鉄道総研が所有する従来の装置は完成から40年以上が経過しており、最高速度の対応も時速300キロメートルまでだった。開発した装置は最高速度が時速500キロメートルまで対応し、「世界トップレベルの性能」(鉄道力学研究部の小山達弥集電力学主任研究員)を実現した。
通電電流を最大1000アンぺア、通電電圧を最大600ボルトまで向上。通電電流を向上したことで、「新幹線に使われるパンタグラフ1基あたりの集電電流に対応できる」(小山主任研究員)ようにした。

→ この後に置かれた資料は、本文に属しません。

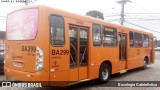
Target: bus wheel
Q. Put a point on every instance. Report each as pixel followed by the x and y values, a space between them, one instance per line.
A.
pixel 144 65
pixel 104 73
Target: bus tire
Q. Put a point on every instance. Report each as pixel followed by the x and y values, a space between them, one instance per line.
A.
pixel 104 73
pixel 144 64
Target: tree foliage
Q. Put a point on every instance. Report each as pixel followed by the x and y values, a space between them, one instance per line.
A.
pixel 96 14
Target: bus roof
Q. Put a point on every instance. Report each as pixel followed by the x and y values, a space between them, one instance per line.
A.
pixel 84 18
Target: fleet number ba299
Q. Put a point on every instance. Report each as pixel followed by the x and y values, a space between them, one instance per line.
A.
pixel 60 52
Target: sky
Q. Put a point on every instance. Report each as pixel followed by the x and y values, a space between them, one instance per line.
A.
pixel 143 13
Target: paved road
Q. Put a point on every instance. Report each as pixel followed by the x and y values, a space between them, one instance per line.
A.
pixel 152 73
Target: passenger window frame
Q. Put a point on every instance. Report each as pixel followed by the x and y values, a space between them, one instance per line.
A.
pixel 100 34
pixel 52 25
pixel 115 29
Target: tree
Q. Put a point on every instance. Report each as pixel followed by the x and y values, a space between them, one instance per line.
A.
pixel 96 14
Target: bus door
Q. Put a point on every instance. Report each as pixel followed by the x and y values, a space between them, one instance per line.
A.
pixel 122 37
pixel 151 50
pixel 78 53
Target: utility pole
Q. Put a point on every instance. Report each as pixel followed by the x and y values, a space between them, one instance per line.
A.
pixel 26 2
pixel 122 2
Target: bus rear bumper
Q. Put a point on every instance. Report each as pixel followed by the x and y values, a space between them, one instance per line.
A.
pixel 25 76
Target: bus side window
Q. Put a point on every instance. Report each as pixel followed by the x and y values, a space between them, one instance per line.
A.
pixel 57 30
pixel 145 40
pixel 137 39
pixel 109 36
pixel 131 40
pixel 96 35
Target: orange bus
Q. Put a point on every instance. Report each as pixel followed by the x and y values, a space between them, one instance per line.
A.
pixel 46 44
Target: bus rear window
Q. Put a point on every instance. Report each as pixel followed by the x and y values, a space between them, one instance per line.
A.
pixel 22 25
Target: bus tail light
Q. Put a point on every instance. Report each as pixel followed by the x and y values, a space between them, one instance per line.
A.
pixel 39 59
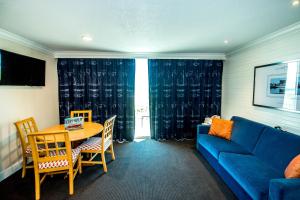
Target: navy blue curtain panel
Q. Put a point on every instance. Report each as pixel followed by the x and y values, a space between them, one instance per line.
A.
pixel 182 93
pixel 105 86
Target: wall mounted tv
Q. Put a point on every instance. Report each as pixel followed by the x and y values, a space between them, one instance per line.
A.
pixel 19 70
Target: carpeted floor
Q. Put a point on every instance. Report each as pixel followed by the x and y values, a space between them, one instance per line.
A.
pixel 143 170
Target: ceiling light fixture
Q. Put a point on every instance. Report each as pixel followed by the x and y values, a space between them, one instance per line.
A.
pixel 296 2
pixel 86 38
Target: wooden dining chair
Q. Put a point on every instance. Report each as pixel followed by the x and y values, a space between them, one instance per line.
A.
pixel 100 145
pixel 86 114
pixel 24 127
pixel 57 157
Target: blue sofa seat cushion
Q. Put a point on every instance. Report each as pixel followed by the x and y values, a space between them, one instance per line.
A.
pixel 215 145
pixel 250 172
pixel 246 132
pixel 277 148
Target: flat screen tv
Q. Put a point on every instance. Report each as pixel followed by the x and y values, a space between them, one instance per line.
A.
pixel 19 70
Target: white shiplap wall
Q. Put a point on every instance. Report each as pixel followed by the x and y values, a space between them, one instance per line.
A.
pixel 238 78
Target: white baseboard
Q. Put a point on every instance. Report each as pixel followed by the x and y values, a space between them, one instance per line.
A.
pixel 11 170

新たに試験室の内部には環境雰囲気制御装置を設置し、温度や湿度の制御を可能にした。また、試験室内部には送風装置を付け、走行時の環境に近い状況を再現できる。
従来の装置はトロリ線を銅板で代用していた。新開発の装置は「実際のトロリ線を円盤に取り付け、その円盤を回転させることで試験する」(小山主任研究員)など、再現性も高めた。
安全性高める
「鉄道車両において最も重要なテーマは安全性の向上だ」―。石毛真車両構造技術研究部長は、こう強調する。
鉄道総研で今年2月に完成した「高速輪軸試験装置」は、輪軸や台車部品の耐久性や性能を評価する装置だ。軌間は1067ミリメートルと1435ミリメートルに対応しており、在来線と新幹線どちらも試験が可能だ。
外周部がレール断面と同じ円盤の形状をした「軌条輪」と呼ばれる大きな鉄車輪を高速で回転させることで、輪軸が軌条輪上を回転し、台車が最高速度時速500キロメートルでレール上を走行する状態を再現可能にした。車両走行中の動きや揺れを再現するため、上下左右方向の加振機器を計3本(上下加振機器2本、左右加振機器1本)組み込んだ。
また、車両を加速・減速させる際、輪軸にかかる回転力(トルク)などの付加条件を設定して再現できるのも特徴だ。このため、輪軸の構成部品や台車部品などが損傷した際の原因究明や現象解明への活用が期待できる。 実車に近い条件で耐久性の評価試験を進め、「部品の寿命を評価したり、検査周期を延ばしたりすことで、保守作業の効率化につながるようにしたい」(石毛部長)考えだ。